I was in Boston, sitting on a sofa, watching the news, feeding my newborn. I called my brother in law after the first plane hit and told him to turn on the news. Then I watched on the phone with him when the second plane hit. It was surreal. The only event comparable in my life was the boston bombings and the subsequent lockdown.
A friend worked with a couple who died in one of the planes out of Boston along with their small child. His boss was asked to go into their house to make sure it was ok in advance of their relatives showing up. He said it was the saddest thing he has ever seen - the cups in the sink, the paintings from pre school on the wall, the calendar showing events they would never go to, the belongings that didn't need to be preserved for anyone because they were all wiped out.
They have been running interviews on 9/11 on NPR all this week with people affected - and the saddest one I heard was from the United employee who checked in on 2 of the hijackers - they were late and he checked them through. He heard what happened but didn't know which plane and the next day he went in to work and people were looking at him and he said "I did it, didn't I?" He remembers several of the people/families he had checked in ahead of these 2, bits of chat with them etc and they were all wiped out. He said that he felt like he had lived under a shadow for 15 years. He now works for the department of homeland security.
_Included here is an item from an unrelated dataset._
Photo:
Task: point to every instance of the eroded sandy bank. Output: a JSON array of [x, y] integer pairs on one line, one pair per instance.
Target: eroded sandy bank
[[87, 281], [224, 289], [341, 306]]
Just on the people jumping. I really don't think there is any sense of shame at all about people jumping. But the US in general was not shown any photos of people jumping - not in mainstream news or newspapers. That was out of respect for those people, whose last moments these were, dreadful last moments. Where these photos are in the memorial is probably from the same sensibility.
I remember being shocked going back to Ireland and seeing a picture of people falling from the towers in a sunday newspaper as part of a general article about the event. I had never seen those photos. I suppose they were on the web but 15 years ago, people still got a lot of their news from tv/radio/newspapers and didn't search the web.
I flew out of boston a couple of years later on 9/11 on a united flight. When we landed in Heathrow, the captain announced that we had flown from the same gate as one of the 9/11 flights and that he had known the captain and crew. It was sad and eerie.